James TissotLa réponse (La lettre)© MBAC
Le 30 septembre 1870, alors que Paris est assiégé par les troupes prussiennes, Tissot est intégré au corps des volontaires de la Défense nationale, dans le bataillon des tirailleurs de la Seine.
Enrôlé volontaire comme d'autres artistes – Edgar Degas, Edouard Manet, Jules Regnault, Joseph Cuvelier, etc. –, le peintre est un patriote engagé.

Il s'illustre lors des combats de la Malmaison et note dans ses carnets la violence des combats dont il restera profondément marqué.
Il est, en revanche, difficile de savoir si Tissot prend part à la Commune – il n'est pas engagé politiquement comme Courbet.
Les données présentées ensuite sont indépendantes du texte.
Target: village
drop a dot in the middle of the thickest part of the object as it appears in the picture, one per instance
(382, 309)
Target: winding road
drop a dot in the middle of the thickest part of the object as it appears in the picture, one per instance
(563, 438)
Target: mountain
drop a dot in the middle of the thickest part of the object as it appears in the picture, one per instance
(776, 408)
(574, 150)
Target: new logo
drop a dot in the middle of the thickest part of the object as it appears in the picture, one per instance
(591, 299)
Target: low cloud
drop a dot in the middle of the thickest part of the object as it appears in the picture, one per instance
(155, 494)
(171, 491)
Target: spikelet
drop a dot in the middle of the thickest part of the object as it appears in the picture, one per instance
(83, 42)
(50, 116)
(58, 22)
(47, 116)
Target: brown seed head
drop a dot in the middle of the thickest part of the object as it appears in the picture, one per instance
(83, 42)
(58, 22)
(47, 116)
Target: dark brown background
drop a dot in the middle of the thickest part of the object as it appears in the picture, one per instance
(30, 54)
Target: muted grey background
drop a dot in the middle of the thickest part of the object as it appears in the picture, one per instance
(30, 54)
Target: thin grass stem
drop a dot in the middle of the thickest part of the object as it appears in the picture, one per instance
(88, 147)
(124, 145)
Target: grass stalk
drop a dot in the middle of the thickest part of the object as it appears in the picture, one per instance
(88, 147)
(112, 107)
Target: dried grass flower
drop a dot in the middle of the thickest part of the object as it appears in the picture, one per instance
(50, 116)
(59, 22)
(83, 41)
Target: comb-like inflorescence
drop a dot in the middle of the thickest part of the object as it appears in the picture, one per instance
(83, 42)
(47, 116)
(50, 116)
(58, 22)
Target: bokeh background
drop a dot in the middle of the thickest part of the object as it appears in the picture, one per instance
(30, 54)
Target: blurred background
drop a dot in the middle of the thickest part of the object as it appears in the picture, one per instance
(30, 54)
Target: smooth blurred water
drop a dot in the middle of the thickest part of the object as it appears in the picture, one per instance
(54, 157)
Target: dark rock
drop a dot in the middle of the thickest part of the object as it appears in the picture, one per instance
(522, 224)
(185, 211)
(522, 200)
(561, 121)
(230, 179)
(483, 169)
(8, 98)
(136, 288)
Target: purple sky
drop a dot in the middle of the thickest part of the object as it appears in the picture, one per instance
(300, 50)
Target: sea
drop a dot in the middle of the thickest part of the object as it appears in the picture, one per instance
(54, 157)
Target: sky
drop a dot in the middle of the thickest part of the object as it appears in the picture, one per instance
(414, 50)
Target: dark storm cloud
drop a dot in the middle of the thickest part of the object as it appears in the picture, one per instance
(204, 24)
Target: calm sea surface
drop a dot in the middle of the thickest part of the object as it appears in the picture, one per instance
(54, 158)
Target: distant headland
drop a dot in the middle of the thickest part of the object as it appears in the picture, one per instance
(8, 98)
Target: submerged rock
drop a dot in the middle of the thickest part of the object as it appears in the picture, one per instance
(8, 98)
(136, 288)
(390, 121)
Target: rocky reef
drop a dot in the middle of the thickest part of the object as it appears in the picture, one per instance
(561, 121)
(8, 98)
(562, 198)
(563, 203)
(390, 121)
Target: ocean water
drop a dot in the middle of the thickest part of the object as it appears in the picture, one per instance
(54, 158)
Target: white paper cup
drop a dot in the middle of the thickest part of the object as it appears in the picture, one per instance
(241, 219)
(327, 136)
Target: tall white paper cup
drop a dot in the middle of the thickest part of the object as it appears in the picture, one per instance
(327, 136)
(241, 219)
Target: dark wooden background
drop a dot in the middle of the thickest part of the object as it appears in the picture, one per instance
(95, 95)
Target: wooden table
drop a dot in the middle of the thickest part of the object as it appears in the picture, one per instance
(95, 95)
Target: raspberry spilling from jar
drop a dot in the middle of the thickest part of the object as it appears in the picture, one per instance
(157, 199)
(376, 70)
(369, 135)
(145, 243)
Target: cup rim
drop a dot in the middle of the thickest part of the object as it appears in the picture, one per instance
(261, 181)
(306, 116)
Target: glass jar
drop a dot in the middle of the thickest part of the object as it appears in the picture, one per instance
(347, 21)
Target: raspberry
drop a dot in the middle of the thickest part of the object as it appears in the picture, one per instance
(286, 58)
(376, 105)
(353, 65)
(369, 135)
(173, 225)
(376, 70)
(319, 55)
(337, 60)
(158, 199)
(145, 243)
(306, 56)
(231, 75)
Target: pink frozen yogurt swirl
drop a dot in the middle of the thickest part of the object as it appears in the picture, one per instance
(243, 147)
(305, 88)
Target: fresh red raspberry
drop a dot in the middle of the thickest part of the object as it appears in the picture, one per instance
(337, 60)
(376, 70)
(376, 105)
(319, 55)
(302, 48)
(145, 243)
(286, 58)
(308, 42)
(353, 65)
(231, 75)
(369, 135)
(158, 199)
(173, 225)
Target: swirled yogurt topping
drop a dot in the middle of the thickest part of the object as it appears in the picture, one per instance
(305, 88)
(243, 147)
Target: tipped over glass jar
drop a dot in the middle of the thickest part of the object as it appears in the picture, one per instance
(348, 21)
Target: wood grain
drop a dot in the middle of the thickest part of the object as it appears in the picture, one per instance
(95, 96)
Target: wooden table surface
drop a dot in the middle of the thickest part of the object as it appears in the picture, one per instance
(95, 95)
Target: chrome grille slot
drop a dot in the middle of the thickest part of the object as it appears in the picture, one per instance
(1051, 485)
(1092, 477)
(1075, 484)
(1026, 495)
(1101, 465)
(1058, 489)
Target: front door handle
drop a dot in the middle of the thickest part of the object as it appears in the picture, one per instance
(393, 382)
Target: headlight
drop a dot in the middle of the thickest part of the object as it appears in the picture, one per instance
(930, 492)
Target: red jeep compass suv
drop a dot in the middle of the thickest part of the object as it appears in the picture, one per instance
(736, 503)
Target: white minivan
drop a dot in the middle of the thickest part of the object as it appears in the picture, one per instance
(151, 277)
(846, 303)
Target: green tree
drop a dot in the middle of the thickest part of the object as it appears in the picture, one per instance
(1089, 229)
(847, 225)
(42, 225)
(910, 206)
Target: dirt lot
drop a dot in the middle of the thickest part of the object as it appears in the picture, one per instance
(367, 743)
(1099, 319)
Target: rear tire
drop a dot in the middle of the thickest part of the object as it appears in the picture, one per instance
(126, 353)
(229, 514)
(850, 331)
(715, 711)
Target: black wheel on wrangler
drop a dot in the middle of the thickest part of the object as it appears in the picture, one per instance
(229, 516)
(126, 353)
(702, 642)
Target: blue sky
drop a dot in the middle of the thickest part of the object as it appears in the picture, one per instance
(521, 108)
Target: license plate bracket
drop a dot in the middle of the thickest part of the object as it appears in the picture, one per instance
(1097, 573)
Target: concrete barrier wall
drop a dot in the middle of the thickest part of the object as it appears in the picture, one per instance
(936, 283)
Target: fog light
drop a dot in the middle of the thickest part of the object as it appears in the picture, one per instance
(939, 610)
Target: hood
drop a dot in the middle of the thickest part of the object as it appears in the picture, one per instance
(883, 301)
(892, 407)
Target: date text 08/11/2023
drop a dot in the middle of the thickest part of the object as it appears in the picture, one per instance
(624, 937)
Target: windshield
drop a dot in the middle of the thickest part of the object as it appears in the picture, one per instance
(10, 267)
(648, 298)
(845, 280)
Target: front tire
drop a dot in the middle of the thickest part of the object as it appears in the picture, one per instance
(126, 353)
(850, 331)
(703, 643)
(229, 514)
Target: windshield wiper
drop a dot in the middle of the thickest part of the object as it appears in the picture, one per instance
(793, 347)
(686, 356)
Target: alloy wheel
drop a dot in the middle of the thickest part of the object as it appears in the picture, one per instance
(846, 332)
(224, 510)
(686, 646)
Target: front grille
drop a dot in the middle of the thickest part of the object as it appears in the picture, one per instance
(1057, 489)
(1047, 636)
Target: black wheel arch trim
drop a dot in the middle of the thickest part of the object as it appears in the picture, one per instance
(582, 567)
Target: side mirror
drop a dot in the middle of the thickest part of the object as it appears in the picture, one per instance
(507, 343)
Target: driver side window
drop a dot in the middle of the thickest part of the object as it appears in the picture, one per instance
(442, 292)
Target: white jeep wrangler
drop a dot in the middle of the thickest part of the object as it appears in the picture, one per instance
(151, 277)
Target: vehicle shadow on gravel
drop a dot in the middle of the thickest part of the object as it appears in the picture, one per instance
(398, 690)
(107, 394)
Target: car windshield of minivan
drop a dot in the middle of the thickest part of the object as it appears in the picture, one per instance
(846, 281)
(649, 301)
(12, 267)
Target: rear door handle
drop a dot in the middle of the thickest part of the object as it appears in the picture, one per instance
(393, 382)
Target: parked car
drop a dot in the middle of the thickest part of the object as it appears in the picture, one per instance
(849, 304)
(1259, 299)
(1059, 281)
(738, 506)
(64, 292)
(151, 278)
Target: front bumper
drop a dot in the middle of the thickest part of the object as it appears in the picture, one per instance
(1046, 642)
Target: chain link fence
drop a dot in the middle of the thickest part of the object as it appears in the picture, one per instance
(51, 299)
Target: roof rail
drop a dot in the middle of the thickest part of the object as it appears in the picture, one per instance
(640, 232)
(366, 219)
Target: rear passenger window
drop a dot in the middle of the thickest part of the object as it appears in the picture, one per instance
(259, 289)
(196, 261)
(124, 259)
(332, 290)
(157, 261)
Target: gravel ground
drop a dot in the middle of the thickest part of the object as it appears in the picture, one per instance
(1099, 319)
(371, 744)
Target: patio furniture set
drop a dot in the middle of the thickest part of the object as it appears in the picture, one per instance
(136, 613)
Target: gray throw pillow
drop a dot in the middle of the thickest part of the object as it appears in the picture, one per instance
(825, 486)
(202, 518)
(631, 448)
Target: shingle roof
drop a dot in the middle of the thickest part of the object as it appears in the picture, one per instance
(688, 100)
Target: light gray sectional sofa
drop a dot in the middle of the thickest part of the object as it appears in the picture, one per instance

Reste que Tissot quitte précipitamment la capitale après la Semaine sanglante, qui met fin à la Commune.
A Londres, où il arrive à l'été 1871, il ne tarde pas à relancer sa carrière.

Il n'y était pas inconnu : ayant participé à trois reprises à des expositions officielles entre 1862 et 1864, et ayant collaboré dès 1863 avec le marchand Ernest Gambart, Tissot est particulièrement accueilli par son ami Thomas Gibson Bowles, directeur du magazine Vanity Fair, auquel il a déjà donné des caricatures sous le Second Empire.

En Angleterre, le peintre retrouve des amis de Paris, les artistes Alphonse Legros, Giuseppe De Nittis ou James Whistler.
Il intègre également la meilleure société victorienne, qui lui commande quelques portraits. Mais Tissot reste un Français exilé à Londres et conserve un regard distant, teinté d'ironie, sur les moeurs corsetées de l'ère victorienne : des tableaux tels que Too early ou London Visitors traduisent sa vision française face aux conventions sociales anglaises.